He also left some time after the 23 other athletes in the race had finished, but did so with a new national record to his name and the cheers of a packed crowd still ringing in his ears.
His homeland in Oceania is more than 9,000 miles away, but on Sunday he was an honorary Scot.
Lapped three times, the 17-year-old was roared on down the home straight and, arms and legs still manfully pumping, he crossed the line in 16 minutes 55.33 seconds.
He was more than one-and-a-half minutes behind the second-last finisher and more than three-and-a-half adrift of winner Caleb Mwangangi Ndiku with his dyed gold hair.

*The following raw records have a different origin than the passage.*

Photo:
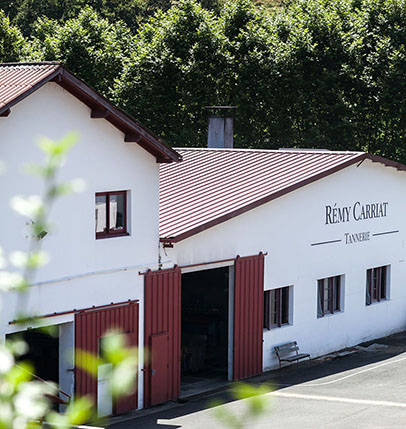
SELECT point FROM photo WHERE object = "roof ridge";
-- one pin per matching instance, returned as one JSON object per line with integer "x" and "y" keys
{"x": 31, "y": 63}
{"x": 287, "y": 150}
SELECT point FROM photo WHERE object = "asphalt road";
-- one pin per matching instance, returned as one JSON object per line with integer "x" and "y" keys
{"x": 365, "y": 389}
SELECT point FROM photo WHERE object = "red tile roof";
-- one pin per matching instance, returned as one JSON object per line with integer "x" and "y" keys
{"x": 16, "y": 79}
{"x": 213, "y": 185}
{"x": 19, "y": 80}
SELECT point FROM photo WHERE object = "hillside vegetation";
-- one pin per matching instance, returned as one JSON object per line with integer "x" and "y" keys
{"x": 302, "y": 73}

The Kenyan had won the title, but Siosi had won the crowd.
Siosi thanked the Scottish public for getting behind him and spurring him on when he felt like quitting.

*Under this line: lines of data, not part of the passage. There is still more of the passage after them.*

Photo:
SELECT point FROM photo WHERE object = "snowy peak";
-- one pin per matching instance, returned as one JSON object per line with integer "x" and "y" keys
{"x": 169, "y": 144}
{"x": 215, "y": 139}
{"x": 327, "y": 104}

"I feel so tired," he said. "It was too cold for me. It was difficult to finish the race. I almost gave up, but the crowd were shouting, 'Go! Go!', so I had to finish the race.
"I'm privileged to compete against the fastest people in the world.
"The boys who train in Kenya train at altitude, whereas I just train at home - no coaches, just on my own. I was lucky to compete. They encouraged me really well."
The teenager will use the experience gained in Glasgow as motivation to step up his training ahead of the Pacific Games in Papua New Guinea next year and the 2018 Commonwealth Games on Australia's Gold Coast.
"I will go back and train harder for the next Commonwealth Games," Siosi added. "This is my starting point for the Pacific Games. I will go for gold in the Pacific Games."